To her point, Tighe said 4 World Trade Center, where she also leads leasing, recently hit full occupancy and it is her understanding that 1 World Trade, which is represented by Newmark Knight Frank, is entering the home stretch as well.
The success of those projects combined with the Financial District’s rise as a mixed-use neighborhood with a close proximity to highly-coveted talent pools figure to make 3 World Trade an easier sell moving forward, Tighe said, noting the emphasis most companies are placing on hiring.
“You need people who are tech savvy, you need people who are creative,” she said.
“The challenges of getting talent are enormous. I believe the connectivity of Downtown with the most robust residential markets for that talent is its magic.
“The people we’re looking to attract are not the ones living in Westchester and Connecticut; they’re the ones living in Brooklyn, Hoboken, Queens and in the lower part of Manhattan. This is the nucleus of all of that, with all the subways lines and transportation. “That is part of our secret,” she continued. “The other part is we have great incentives that the governor was wise enough to place on the site, so you’re able to buy 21st-century construction at 25 percent below what it would cost anywhere in the city. That’s also really powerful.”
Initially slated for a six-year build out, 3 World Trade broke ground in 2008. The Great Recession led to squabbles between Silverstein, the Port Authority, which owns the land beneath the World Trade Center, and the various other parties involved over the development’s size, scope and price tag.
In 2012, the Port Authority threatened to cap the building at seven stories if Silverstein couldn’t secure an anchor tenant to occupy at least 400,000 s/f.

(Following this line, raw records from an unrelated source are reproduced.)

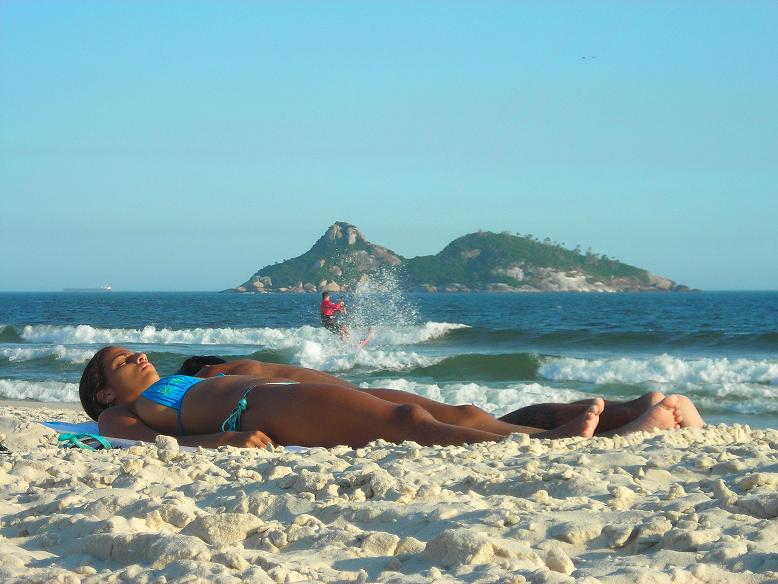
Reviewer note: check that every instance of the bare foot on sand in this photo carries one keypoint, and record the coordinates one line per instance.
(665, 415)
(618, 414)
(582, 425)
(691, 417)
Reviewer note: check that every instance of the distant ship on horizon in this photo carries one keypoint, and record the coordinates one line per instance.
(103, 288)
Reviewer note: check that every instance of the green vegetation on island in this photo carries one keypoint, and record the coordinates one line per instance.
(484, 261)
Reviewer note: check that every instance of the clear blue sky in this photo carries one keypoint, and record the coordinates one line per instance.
(183, 145)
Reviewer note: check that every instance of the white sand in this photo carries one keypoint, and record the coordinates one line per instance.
(683, 506)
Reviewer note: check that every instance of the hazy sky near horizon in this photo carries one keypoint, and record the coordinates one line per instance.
(184, 145)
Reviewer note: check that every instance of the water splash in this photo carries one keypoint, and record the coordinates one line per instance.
(379, 302)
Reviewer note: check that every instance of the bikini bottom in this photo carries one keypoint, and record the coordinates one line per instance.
(232, 423)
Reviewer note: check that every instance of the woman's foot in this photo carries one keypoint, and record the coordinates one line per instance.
(582, 425)
(664, 415)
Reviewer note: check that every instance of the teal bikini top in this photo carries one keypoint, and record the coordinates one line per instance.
(170, 392)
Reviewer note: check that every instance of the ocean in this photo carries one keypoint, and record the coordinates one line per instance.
(498, 351)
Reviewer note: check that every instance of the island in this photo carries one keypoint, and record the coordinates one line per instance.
(343, 259)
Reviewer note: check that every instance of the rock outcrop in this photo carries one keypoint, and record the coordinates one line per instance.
(342, 259)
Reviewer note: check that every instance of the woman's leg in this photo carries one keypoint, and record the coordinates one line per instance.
(327, 415)
(469, 416)
(551, 415)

The project was saved when, later that year, the marketing network GroupM signed on for half a million s/f at the building before eventually expanding its footprint to 700,000 s/f throughout nine floors.
Kelly Clark, global CEO for GroupM, said his company chose to move its world headquarters to the 1,079-foot tall tower because it believed the environment would help the enterprise grow.

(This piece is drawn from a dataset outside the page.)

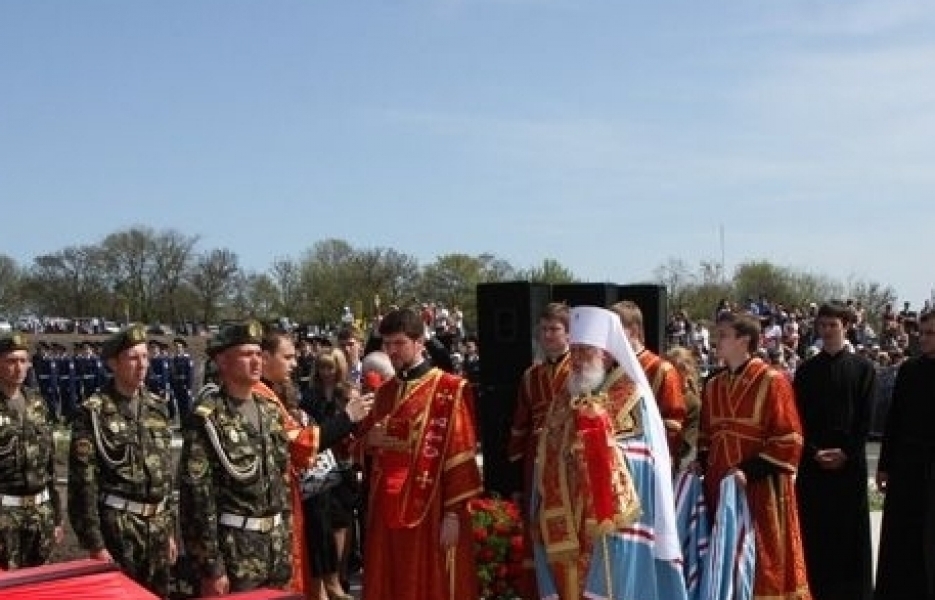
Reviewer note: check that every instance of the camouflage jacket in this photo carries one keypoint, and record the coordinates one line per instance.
(27, 457)
(228, 465)
(114, 451)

“The opening of 3 World Trade Center helps New York’s Financial District to continue as one of the world’s most sought-after business districts,” he said during the ribbon-cutting ceremony. “Now, it will also be a world capital, the world capital of advertising, media, technology and information, and it will attract an incredible workforce.”

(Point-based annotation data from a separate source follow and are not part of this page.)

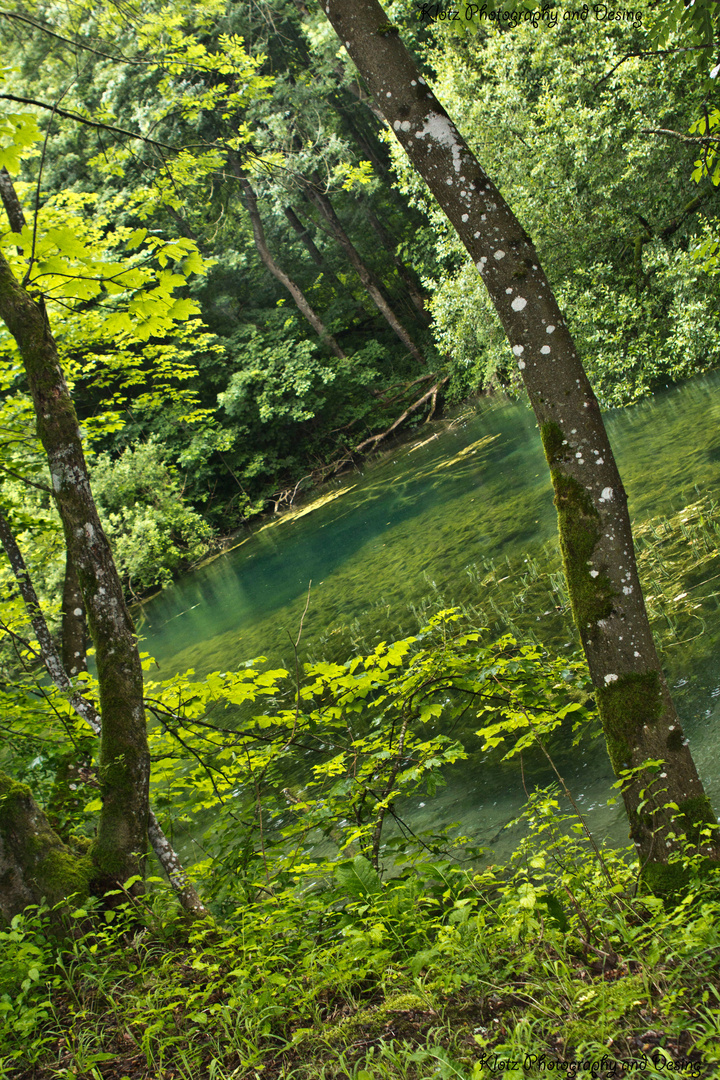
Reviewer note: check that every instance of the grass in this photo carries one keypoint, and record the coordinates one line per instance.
(556, 963)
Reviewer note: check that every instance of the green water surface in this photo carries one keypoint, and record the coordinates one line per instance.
(463, 515)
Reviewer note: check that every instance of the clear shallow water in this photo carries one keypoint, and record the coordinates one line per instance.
(464, 515)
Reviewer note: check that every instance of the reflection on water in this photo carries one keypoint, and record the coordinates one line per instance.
(463, 515)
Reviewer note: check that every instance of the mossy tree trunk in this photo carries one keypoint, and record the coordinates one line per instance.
(637, 712)
(34, 861)
(120, 847)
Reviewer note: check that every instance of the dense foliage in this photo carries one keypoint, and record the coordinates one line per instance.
(243, 105)
(175, 178)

Clark also noted that he was “humbled to play a small role” in the rebirth of the World Trade Center campus, a sentiment echoed by several of the speakers who addressed the crowd of several hundred suit-clad attendees on Monday.
Much praise was given to Silverstein for standing up to detractors and starring down a sometimes dire financial outlook at the property.
Gary LaBarbera, president of the city’s Building and Construction Trades Council, went so far as to call Silverstein’s perseverance an act of patriotism. “Thank you for your courage, thank you for your vision, thank you for your defiance against terrorism,” LaBarbera said. “The importance and significance of what you’ve done here is not just for this city but for this country and we all we owe you, every American owes you, a deep debt of gratitude. Thank you, Larry Silverstein.”
Along with seeking tenants for the remaining floors of 3 World Trade, Tighe and company also are on the hunt for an anchor tenant for Tower 2, which will be the second tallest building in the district at 1,340 feet tall with 2.8 million s/f of office space.
Tighe said the anchor tenant will have to sign on for at least 800,000 s/f before construction can begin, which she said is no small task. However, given the current business market and the rapid progress being made in the surrounding area, she remains confident such a tenant can be found.
“The good news is we’re in a moment when companies are growing,” she said. “GroupM isn’t even a 20-year-old company, who would have imagined that they would anchor this building? It’s amazing. I think we’re going to get a similar 21st-century company to anchor Tower 2 for us.”